Vale’s iron ore adjusted EBITDA (earnings before interest, taxes, depreciation, and amortization) increased to $1.22 billion, which is 2% higher quarter-over-quarter. This is mainly because of higher sales volumes, lower costs, and lower research and development expenses, partially offset by lower realized prices.

Total C1 (cash cost) at the port for iron ore, which includes mine, plant, railroad, and port, was $868 million after royalties. Cash costs are calculated after deducting iron ore freight costs of $736 million, depreciation of $269 million, iron ore acquired from third parties at $40 million, and one-off effects of $109 million from costs of goods sold (or COGS).

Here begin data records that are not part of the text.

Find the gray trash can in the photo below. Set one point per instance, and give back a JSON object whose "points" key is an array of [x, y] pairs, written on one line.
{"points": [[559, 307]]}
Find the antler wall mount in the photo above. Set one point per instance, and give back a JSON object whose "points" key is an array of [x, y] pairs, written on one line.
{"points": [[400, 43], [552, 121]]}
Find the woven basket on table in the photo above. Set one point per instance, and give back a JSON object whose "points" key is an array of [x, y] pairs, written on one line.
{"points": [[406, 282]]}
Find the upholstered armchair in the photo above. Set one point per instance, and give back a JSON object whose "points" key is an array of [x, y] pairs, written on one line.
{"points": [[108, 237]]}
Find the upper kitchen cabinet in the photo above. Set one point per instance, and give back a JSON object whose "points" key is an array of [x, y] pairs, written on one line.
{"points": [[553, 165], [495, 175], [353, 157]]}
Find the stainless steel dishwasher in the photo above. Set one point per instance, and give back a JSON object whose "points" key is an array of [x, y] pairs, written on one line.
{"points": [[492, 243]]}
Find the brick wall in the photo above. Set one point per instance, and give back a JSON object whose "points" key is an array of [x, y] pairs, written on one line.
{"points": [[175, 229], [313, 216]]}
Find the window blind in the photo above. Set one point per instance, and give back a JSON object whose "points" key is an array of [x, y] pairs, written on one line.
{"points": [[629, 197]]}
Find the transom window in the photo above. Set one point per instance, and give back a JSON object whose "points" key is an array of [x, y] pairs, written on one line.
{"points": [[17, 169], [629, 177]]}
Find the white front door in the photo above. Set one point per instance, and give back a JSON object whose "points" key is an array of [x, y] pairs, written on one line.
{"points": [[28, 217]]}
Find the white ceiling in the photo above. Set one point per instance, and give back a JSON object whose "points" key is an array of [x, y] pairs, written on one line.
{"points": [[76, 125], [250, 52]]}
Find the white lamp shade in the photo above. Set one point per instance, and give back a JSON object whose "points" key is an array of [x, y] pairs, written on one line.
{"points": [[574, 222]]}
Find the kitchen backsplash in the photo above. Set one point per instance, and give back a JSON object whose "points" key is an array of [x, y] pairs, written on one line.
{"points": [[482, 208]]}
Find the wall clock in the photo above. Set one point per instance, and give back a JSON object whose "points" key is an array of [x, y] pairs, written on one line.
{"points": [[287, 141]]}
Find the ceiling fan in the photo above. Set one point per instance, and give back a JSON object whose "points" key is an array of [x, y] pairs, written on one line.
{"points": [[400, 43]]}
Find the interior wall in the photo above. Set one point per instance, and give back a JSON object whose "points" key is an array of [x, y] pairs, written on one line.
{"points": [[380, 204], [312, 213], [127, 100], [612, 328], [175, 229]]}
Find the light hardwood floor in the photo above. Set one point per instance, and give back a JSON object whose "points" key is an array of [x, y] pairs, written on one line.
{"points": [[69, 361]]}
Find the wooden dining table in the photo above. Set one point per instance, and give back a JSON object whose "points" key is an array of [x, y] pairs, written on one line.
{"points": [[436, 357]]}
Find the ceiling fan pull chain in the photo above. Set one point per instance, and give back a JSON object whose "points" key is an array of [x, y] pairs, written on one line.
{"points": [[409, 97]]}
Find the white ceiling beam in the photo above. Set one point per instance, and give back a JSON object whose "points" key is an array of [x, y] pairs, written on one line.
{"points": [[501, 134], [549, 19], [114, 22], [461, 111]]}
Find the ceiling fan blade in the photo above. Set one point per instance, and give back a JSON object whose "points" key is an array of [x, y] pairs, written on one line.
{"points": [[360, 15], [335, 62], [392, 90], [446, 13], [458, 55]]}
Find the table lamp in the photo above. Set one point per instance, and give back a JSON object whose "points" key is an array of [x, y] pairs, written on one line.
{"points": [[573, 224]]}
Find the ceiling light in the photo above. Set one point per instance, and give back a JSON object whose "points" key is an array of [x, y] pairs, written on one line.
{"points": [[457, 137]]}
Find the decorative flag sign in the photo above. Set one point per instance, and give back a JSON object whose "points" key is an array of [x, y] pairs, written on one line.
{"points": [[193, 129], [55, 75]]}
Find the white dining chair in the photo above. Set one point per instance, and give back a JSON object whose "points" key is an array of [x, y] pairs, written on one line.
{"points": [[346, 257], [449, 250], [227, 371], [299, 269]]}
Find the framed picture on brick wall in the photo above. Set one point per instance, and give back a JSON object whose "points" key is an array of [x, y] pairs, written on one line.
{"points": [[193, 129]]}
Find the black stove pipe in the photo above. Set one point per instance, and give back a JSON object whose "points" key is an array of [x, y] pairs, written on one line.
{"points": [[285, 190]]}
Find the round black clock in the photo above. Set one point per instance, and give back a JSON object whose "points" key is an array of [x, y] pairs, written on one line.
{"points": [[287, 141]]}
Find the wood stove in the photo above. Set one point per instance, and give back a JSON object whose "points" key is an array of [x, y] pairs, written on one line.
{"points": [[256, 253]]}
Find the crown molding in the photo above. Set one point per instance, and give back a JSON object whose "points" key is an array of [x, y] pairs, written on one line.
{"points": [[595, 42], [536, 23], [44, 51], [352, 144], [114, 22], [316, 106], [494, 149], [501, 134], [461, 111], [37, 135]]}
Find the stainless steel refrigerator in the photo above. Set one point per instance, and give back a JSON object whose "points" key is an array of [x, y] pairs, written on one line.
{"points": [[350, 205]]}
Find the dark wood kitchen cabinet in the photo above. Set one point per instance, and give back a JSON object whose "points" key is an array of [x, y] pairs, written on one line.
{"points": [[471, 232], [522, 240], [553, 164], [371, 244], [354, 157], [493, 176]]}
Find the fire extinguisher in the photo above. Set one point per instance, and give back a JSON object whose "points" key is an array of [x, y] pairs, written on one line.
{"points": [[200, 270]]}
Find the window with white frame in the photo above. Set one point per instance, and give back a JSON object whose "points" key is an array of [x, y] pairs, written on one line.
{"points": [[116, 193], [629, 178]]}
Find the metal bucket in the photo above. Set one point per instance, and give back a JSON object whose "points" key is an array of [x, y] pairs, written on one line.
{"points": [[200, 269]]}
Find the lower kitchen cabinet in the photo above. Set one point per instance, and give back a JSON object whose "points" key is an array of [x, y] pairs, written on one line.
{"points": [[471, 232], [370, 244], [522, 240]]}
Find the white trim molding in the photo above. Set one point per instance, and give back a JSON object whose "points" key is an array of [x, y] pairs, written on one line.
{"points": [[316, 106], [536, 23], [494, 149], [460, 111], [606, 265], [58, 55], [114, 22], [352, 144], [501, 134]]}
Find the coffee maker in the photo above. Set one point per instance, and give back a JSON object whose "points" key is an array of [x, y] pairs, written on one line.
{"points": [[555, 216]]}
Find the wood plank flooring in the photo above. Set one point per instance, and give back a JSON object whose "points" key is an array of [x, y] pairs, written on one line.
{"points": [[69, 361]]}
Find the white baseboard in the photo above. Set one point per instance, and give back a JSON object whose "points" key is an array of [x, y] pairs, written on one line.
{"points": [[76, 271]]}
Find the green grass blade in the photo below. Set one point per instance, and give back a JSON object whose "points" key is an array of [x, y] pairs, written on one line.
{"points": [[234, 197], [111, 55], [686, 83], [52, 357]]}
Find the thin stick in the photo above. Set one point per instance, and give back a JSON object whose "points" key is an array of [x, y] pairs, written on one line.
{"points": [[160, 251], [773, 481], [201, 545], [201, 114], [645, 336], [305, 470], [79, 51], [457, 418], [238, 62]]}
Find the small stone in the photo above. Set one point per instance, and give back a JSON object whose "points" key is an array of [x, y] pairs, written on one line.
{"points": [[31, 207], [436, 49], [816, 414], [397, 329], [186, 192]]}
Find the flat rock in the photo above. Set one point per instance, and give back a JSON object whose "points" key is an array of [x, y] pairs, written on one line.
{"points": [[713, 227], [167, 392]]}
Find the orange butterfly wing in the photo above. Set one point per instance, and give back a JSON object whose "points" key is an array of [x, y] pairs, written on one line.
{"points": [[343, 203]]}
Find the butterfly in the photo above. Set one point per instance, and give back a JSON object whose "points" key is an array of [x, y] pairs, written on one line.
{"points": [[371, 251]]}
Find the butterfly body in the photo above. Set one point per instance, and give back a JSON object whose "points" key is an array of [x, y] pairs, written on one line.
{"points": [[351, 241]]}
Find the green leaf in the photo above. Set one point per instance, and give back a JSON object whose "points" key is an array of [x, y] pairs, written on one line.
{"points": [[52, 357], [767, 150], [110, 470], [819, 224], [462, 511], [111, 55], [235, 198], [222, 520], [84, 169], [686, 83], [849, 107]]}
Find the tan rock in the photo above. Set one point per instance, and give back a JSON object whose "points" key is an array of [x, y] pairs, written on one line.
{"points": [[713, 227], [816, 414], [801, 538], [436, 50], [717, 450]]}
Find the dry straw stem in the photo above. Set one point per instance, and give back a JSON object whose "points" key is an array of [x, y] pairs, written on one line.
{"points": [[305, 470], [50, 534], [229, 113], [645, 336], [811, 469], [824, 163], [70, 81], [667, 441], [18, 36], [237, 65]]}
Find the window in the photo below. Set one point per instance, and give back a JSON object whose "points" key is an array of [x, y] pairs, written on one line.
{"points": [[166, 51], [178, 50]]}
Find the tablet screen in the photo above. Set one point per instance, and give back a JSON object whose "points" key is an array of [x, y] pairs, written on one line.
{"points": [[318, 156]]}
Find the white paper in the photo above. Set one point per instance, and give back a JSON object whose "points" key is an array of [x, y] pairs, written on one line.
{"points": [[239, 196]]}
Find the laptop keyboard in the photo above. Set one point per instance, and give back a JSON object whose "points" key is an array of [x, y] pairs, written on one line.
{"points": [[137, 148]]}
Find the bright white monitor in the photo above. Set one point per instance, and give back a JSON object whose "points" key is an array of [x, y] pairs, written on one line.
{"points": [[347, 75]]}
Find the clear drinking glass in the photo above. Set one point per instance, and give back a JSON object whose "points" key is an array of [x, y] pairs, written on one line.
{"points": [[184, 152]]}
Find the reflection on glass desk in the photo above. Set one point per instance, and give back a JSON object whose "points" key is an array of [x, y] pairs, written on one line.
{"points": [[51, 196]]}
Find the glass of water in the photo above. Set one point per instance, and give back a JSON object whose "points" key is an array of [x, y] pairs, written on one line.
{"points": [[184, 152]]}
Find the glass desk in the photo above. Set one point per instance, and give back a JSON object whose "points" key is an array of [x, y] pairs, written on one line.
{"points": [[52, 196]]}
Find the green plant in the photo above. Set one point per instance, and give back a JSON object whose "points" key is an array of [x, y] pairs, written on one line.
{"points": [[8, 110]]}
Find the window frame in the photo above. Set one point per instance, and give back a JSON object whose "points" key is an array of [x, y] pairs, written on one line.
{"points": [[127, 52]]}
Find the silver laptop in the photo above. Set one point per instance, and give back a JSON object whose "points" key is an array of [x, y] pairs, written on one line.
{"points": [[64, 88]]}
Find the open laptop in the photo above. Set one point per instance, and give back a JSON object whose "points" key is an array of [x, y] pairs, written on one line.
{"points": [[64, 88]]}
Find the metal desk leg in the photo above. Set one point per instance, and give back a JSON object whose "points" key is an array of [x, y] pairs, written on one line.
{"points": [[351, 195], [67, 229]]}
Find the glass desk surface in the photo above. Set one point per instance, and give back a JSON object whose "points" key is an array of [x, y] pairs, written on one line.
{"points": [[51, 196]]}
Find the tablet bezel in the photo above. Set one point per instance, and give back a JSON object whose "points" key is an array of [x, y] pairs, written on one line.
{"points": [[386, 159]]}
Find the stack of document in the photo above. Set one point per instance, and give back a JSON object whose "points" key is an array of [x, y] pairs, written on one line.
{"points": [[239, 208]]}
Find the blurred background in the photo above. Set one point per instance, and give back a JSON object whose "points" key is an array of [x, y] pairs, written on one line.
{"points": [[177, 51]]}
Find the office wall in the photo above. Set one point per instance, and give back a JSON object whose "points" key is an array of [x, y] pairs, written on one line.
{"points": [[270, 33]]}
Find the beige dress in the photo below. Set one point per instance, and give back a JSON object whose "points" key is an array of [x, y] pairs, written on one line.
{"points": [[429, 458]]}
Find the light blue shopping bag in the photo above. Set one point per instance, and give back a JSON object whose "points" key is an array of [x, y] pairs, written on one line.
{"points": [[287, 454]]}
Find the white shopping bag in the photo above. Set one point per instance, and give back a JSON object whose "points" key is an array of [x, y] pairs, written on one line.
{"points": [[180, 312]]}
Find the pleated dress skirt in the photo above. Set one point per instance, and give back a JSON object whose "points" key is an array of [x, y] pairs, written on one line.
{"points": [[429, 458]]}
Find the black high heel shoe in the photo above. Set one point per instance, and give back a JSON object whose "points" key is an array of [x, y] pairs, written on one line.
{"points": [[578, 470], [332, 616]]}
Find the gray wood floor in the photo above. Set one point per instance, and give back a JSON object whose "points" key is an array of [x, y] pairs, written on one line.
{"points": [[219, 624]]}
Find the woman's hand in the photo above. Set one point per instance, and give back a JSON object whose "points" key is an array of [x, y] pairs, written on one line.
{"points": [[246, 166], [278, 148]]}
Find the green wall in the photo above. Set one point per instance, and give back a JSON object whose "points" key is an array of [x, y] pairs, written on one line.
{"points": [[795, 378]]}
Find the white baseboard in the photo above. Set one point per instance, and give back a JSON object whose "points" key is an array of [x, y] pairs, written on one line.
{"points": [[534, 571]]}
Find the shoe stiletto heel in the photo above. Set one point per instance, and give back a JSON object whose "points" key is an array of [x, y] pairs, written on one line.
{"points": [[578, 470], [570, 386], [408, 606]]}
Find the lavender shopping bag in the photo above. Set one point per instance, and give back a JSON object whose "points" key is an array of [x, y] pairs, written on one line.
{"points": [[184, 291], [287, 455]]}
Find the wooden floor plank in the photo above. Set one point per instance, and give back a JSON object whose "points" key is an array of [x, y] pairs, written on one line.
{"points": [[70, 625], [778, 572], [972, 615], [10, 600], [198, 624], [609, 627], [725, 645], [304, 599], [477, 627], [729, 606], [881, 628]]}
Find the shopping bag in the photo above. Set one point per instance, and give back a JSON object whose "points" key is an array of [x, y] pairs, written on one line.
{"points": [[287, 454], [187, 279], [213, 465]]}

The C1 FOB (free on board) was the lowest in the industry at $12.70 per metric ton in 3Q15, which is 20% lower quarter-over-quarter. The lower cost is primarily due to the depreciation of the Brazilian real. Going forward, the further reduction in cash cost will largely depend on the depreciation of Brazilian currency. If Brazilian currency further depreciates, it will have a positive impact on the iron cash cost. BHP Billiton (BHP) and Rio Tinto (RIO), Vale’s peers, reported cash cost of $17.0 per ton and $16.2 per ton, respectively, in 2Q15.

Iron ore market outlook

The iron ore production is expected to increase globally due to the consistent increase in capacity. Vale’s management has indicated that the iron ore demand is expected to pick up from 2016 onwards. The iron ore growth will be driven by the global steel demand. The steel demand may pick up in 2016, primarily led by developed economies.

The iShares MSCI Brazil Capped ETF (EWZ) invests in large-cap and mid-cap companies in Brazil. Vale forms 2.8% of EWZ ETF holdings. CLF forms 3.3% of the SPDR S&P Metals and Mining ETF (XME) holdings.